Chez nous, le constat est sensiblement le même, voire pire. Alors que la Belgique a diminué ses émissions territoriales de 19,24% depuis 1990, son empreinte carbone a, elle, légèrement augmenté entre 1995 et 2007 lorsque celle-ci tient compte des émissions importées.

En 2017, l'institut de recherche flamand Vito s'est penché sur cette véritable empreinte carbone. Et le résultat n'est pas beau à voir. En Flandre, les émissions d'un habitant moyen s'élevaient à 20,4 tonnes de CO2 en 2010 contre 14,84 selon les chiffres officiels. Deux tiers des émissions flamandes sont en réalité « importées, notent les chercheurs flamands.

À Bruxelles, la différence est encore plus impressionnante: une empreinte carbone de 4 tonnes de CO2 par habitant sur papier contre jusqu'à 24 tonnes dans sa totalité. La situation dans la capitale est particulière.
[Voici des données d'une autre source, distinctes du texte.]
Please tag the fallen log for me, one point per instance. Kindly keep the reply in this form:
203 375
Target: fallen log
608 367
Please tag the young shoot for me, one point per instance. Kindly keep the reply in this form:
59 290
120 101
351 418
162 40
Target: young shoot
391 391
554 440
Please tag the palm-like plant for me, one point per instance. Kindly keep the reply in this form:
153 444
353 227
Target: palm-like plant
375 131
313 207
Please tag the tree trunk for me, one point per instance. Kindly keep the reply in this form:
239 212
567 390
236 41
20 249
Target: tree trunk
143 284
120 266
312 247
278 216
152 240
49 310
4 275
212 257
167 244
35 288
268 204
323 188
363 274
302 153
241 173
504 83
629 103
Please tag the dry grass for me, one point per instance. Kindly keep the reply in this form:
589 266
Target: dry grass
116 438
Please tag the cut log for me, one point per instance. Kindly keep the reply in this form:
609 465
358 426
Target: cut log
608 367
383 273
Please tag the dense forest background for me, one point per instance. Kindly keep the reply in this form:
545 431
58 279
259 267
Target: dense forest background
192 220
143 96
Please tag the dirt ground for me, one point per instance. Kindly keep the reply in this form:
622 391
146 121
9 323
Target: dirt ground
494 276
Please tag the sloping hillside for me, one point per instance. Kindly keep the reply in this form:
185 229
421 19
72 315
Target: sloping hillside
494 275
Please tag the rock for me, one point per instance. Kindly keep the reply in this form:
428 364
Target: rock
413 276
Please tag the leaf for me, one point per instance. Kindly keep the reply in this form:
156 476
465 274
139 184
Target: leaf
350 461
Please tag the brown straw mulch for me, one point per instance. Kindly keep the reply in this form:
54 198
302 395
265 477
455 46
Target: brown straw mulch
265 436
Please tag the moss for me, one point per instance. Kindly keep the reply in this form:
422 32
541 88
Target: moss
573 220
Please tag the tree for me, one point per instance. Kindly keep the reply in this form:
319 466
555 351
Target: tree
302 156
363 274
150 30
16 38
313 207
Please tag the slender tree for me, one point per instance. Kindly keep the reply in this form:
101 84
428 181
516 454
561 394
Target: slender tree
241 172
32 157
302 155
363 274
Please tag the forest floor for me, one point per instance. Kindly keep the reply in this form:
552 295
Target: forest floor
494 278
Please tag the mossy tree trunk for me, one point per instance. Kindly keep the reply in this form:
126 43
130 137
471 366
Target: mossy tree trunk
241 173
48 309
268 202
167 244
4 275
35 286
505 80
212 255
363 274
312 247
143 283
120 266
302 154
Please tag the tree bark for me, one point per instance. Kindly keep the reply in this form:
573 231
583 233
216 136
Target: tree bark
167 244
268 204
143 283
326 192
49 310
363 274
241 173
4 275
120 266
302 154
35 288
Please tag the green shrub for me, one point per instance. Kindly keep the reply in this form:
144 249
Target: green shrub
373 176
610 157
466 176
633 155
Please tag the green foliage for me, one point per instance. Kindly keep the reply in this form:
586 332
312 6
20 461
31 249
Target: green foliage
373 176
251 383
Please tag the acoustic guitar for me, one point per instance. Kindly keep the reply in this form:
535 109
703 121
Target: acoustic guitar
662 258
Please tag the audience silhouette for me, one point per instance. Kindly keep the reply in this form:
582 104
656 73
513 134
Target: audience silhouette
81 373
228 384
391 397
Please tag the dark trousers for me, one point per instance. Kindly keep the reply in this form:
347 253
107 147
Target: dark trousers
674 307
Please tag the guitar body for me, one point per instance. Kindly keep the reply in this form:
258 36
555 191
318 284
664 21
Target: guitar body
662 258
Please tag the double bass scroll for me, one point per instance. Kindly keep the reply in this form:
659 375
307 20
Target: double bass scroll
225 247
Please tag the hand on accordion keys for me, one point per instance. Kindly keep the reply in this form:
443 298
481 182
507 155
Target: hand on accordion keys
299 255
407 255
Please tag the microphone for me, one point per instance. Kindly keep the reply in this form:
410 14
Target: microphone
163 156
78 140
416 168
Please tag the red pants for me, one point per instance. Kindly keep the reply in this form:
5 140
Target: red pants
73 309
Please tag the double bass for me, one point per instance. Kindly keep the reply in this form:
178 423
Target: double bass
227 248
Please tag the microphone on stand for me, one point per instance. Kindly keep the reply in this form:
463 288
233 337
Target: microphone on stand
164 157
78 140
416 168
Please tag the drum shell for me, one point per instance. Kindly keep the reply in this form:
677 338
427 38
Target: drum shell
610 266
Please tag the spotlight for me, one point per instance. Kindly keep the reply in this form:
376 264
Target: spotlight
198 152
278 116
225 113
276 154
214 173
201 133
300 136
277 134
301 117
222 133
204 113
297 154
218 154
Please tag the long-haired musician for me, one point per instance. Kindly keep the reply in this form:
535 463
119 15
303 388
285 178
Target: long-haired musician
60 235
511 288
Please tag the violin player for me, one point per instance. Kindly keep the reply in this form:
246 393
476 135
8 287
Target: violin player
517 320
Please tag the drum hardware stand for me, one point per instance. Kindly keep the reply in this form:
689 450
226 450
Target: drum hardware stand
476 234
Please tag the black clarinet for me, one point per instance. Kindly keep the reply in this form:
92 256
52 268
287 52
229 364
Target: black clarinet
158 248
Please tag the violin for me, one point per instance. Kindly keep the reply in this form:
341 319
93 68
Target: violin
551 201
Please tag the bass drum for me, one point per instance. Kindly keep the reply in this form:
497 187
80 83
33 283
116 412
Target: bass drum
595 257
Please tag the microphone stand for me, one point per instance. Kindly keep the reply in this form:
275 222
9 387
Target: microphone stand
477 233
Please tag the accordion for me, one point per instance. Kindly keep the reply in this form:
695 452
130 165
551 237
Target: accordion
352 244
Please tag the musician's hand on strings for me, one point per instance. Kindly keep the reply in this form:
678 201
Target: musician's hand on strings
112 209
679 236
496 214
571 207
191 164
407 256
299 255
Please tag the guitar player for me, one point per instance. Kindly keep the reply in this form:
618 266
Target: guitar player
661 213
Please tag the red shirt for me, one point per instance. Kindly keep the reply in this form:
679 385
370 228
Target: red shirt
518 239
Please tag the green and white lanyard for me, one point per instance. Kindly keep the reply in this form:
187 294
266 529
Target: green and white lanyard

Dû au fonctionnement de la Région qui produit très peu sur son territoire, elle dépend fortement de ses voisines pour son énergie, pour les biens et les services. En Wallonie, l'exercice n’a encore jamais été fait, se contentant de noter, dans un rapport datant d'avril 2018, que « l’importance d’une connaissance des émissions hors frontières, donc de l’empreinte carbone totale est de plus en plus reconnue ».

Si leur importance est « de plus en plus reconnue », les chiffres de ces émissions importées restent encore largement méconnus et sont révélateurs de l'immense chemin qui reste à parcourir pour respecter nos engagements et limiter le réchauffement climatique. Pour limiter la hausse de la température mondiale sous 2ºC, il faudrait que chaque humain n’émette que 2 tonnes de dioxyde de carbone d'ici 2050. On n'y est pas encore.